The original gold standard, as experts will tell you, worked because the value of gold was priced by the free market. Cryptocurrencies work the same way; they are worth what the free market deems them to be worth.
In addition, cryptocurrency is safer and more secure than fiat money because it is built on blockchain technology.
We went from sticks, to corn, to gold, to paper money. Some form of digital currency is in our future but are we going to own it for ourselves or let central planners control it?
Related Reading: What is Blockchain and Why is it Important?
Cryptocurrency Transaction Time
A couple months ago I loaned $2,000 to a friend of mine in London. Would you believe it took seven days to go from my bank in New York to hers in London?
Seven days? Not only that but I had to pay $45 in wire fees!
The banking ecosystem is massive and sending just a few thousand bucks is a major ordeal. There is security software, processing agents, international regulations, currency exchanges, remittance guidelines, the list goes on and on.
Cryptocurrency transactions cut out the middlemen. As mentioned, the technology was designed to give the power of money back to the people, where it belongs. We’ve had the ability to send money instantaneously for decades — but that small group of men decided we weren’t ready.
If you’ve ever read Satoshi Nakamoto’s whitepaper, the creator of Bitcoin, he said,”a purely peer-to-peer version of electronic cash would allow online payments to be sent directly from one party to another without going through a financial institution.”Next time I’ll be wiring my friend in cryptocurrency!
I shouldn’t have to ask permission and pay fees and wade through paperwork to send my own money whenever and wherever I please.
Related Reading: The Pros and Cons of Index Funds
Cryptocurrency for the Unbankable
How is it possible that 55 million Americans are so poor they don’t even have a bank account?
The global elite are pushing hard for control over the people because there’s no doubt that a broke nation is an enslaved nation. That said, in countries worse off than America, cryptocurrency has liberated the people.
For example, women in Afghanistan are not allowed to open a bank account so Afghan women fought back and work for a company called Digital Citizen Fund that employs and pays them in Bitcoin.
In Sub-Saharan Africa, sending and converting money is beyond expensive. The local governments didn’t care so companies like Bitpesa and Paxful liberated the people using cryptocurrency to give the power of money back to the workers.

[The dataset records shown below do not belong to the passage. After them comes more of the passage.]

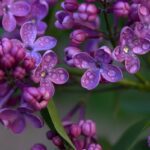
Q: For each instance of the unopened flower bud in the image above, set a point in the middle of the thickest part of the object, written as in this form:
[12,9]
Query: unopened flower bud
[58,141]
[37,97]
[50,135]
[8,60]
[29,63]
[38,147]
[19,73]
[75,130]
[64,20]
[70,5]
[121,9]
[88,128]
[2,75]
[6,45]
[94,147]
[78,36]
[87,12]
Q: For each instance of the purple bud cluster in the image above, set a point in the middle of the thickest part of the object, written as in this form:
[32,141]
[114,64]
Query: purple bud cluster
[27,63]
[82,134]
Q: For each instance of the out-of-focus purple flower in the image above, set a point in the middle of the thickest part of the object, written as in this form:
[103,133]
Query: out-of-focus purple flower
[64,20]
[16,119]
[38,147]
[97,66]
[94,147]
[46,74]
[9,9]
[38,12]
[75,130]
[87,12]
[130,45]
[121,9]
[88,128]
[70,52]
[28,34]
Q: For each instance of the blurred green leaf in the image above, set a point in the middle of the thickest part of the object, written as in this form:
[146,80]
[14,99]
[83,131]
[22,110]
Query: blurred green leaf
[141,145]
[128,139]
[52,119]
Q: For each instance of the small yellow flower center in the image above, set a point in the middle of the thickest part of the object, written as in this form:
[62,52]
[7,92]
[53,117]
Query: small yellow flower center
[126,49]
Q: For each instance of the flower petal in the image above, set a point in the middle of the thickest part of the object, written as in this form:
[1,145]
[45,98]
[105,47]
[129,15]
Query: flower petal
[8,114]
[83,61]
[49,60]
[132,64]
[118,54]
[20,8]
[41,27]
[111,73]
[46,83]
[91,79]
[102,56]
[142,48]
[44,43]
[28,33]
[18,125]
[58,75]
[9,22]
[36,121]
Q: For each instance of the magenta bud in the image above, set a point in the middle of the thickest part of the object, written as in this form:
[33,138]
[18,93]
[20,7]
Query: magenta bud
[87,12]
[58,141]
[70,52]
[94,147]
[79,144]
[88,128]
[8,61]
[19,73]
[70,5]
[6,45]
[29,63]
[75,130]
[37,97]
[2,75]
[50,135]
[121,9]
[38,147]
[64,20]
[78,36]
[18,53]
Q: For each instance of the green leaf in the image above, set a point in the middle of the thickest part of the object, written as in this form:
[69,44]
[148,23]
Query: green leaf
[141,145]
[128,139]
[53,121]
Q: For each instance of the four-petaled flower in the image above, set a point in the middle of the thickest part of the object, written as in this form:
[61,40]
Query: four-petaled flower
[28,34]
[46,74]
[97,67]
[130,45]
[15,120]
[9,9]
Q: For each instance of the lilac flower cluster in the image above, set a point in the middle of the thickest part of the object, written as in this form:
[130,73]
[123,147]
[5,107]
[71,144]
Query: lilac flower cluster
[27,72]
[83,19]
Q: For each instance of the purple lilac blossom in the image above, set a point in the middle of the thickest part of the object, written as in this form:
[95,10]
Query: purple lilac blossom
[97,67]
[9,9]
[28,35]
[130,46]
[46,74]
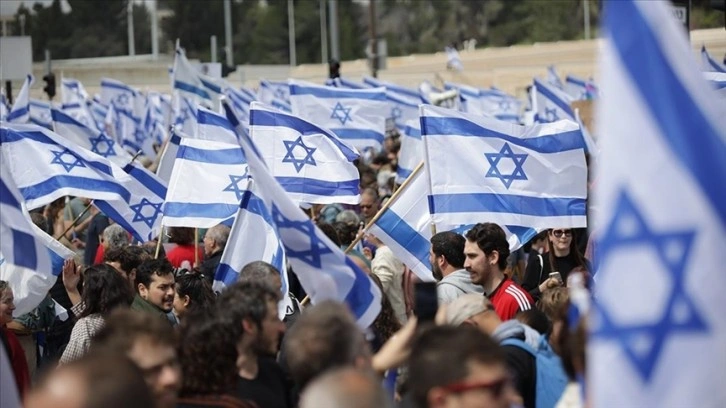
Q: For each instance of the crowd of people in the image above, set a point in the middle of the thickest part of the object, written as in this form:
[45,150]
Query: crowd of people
[131,324]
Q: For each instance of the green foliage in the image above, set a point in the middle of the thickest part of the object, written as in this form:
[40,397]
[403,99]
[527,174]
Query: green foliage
[98,27]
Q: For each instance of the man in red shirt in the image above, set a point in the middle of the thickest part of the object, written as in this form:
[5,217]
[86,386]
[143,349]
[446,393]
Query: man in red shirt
[486,252]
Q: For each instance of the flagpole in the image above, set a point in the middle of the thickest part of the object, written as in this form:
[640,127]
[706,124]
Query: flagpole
[85,210]
[196,246]
[383,209]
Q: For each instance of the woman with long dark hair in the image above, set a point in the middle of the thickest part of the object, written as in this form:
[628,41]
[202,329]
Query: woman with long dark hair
[192,292]
[104,290]
[562,256]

In 2016, the Indian government withdrew 86% of the nation’s currency from circulation. However, 40% of the population, 233 million Indians, do not have a bank account. It’s no wonder how popular Bitcoin is in India.
Whether you like it or not, money buys you freedom. When government strips us of our freedom, cryptocurrency, a decentralized power, is the only solution.

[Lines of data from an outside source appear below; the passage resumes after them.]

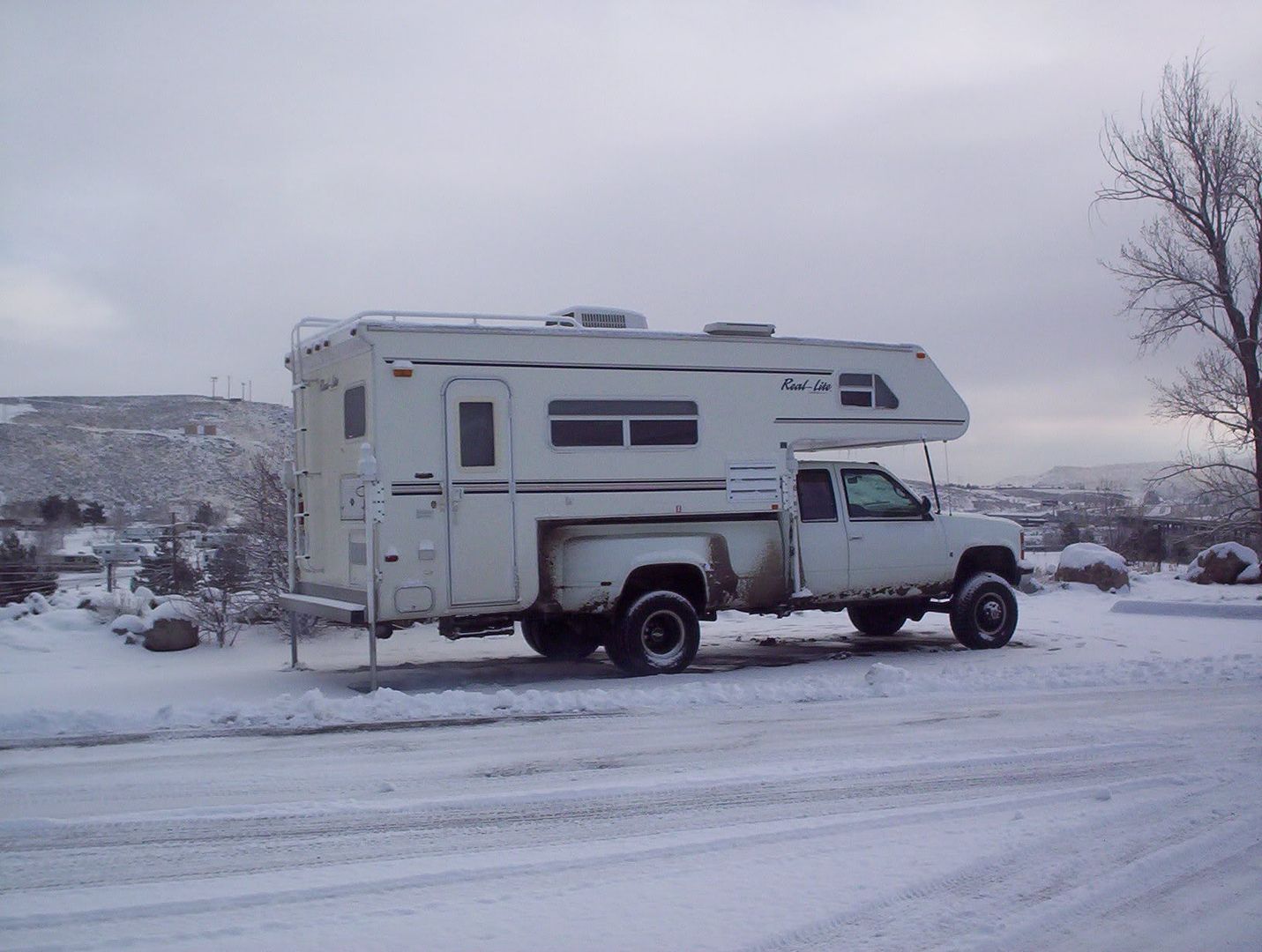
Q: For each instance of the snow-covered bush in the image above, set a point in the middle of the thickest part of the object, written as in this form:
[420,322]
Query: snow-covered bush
[1224,564]
[1093,564]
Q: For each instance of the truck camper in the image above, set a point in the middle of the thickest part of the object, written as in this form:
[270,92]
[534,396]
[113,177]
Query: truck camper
[605,485]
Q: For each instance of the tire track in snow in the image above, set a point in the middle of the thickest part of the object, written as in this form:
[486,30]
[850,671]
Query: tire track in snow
[984,892]
[53,855]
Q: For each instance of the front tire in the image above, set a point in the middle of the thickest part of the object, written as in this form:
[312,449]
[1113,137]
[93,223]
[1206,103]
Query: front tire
[877,621]
[559,638]
[658,633]
[983,614]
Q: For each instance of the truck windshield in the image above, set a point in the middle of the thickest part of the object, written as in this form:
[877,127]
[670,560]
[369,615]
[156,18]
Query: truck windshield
[875,495]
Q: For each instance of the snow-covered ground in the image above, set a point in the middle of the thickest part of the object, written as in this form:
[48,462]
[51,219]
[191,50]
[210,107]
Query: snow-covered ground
[1094,785]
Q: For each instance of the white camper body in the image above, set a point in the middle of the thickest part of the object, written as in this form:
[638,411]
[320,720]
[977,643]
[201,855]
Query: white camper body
[477,469]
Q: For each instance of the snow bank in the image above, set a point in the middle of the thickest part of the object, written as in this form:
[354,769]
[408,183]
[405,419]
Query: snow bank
[315,710]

Related Reading: Why Occupy Wall Street Failed
Cryptocurrency is great but there’s no doubt its advanced technology can be used for evil.
For example, the Chinese government is prepared to digitize its currency. Given the country’s communist history, will the new digital currency be used to control or liberate the people?

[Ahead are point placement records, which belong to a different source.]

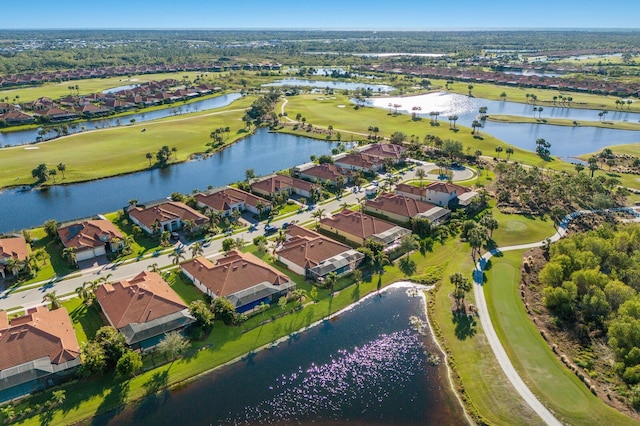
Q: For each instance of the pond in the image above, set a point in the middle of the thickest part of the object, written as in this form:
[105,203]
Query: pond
[567,141]
[22,137]
[367,365]
[335,85]
[264,152]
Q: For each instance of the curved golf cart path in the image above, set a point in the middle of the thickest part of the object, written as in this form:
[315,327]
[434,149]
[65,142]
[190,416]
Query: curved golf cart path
[483,312]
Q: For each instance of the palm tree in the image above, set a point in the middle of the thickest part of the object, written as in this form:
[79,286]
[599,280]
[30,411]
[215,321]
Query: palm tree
[318,215]
[69,253]
[61,168]
[52,298]
[196,249]
[453,118]
[330,281]
[177,256]
[509,152]
[421,174]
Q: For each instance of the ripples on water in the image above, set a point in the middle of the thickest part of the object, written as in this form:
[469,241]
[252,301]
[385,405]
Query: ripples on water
[352,382]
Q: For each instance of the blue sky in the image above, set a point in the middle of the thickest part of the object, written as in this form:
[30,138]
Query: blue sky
[321,14]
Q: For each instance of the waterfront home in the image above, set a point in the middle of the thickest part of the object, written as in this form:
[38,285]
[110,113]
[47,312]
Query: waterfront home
[91,238]
[36,350]
[314,256]
[16,118]
[356,227]
[13,252]
[165,216]
[384,151]
[326,174]
[360,162]
[242,278]
[227,200]
[443,194]
[279,184]
[143,309]
[402,209]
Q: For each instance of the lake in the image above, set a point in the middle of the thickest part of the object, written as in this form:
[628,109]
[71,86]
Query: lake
[567,141]
[22,137]
[263,151]
[335,85]
[365,366]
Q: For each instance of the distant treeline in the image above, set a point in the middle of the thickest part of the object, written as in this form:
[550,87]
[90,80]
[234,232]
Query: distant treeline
[32,51]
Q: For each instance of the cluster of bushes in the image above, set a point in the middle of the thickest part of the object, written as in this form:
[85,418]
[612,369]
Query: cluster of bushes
[591,288]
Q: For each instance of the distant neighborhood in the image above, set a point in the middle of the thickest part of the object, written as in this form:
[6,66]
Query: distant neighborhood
[145,308]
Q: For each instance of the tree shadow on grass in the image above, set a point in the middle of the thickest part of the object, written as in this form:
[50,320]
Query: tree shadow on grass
[156,396]
[113,403]
[465,325]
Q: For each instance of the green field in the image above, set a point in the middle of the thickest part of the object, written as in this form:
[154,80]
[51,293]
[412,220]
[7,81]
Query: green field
[546,376]
[619,125]
[117,150]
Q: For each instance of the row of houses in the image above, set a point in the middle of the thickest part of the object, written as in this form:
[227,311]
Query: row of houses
[471,75]
[23,79]
[97,105]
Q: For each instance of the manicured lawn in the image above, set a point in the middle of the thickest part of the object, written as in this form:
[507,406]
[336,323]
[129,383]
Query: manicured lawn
[117,150]
[620,125]
[327,112]
[86,319]
[517,229]
[545,96]
[185,288]
[558,387]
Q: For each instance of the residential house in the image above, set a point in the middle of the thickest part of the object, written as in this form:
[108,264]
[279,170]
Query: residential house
[165,216]
[143,309]
[326,174]
[314,256]
[402,209]
[16,118]
[443,194]
[360,162]
[12,249]
[227,200]
[384,151]
[35,350]
[91,238]
[279,184]
[242,278]
[357,227]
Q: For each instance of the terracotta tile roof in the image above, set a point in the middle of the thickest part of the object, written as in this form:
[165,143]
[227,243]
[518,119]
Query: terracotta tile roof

It could happen here, too. If our government wanted to, they could leverage blockchain technology to automate filing taxes and absolutely no one would get away without paying taxes.
That said, the benefits of cryptocurrency 100% outweigh the risks:
- Transaction time
- Transaction costs
- Solution for the unbankables
- No middleman “safeguarding” your assets
- Safe and secure
- Globalized money for a global world
This last one, decentralization, is by far the most important. The Federal Reserve is out of control and until we the people take back the power, by adapting cryptocurrency, the quality of life in this country is going to continue its decline before anyone can remember how it happened.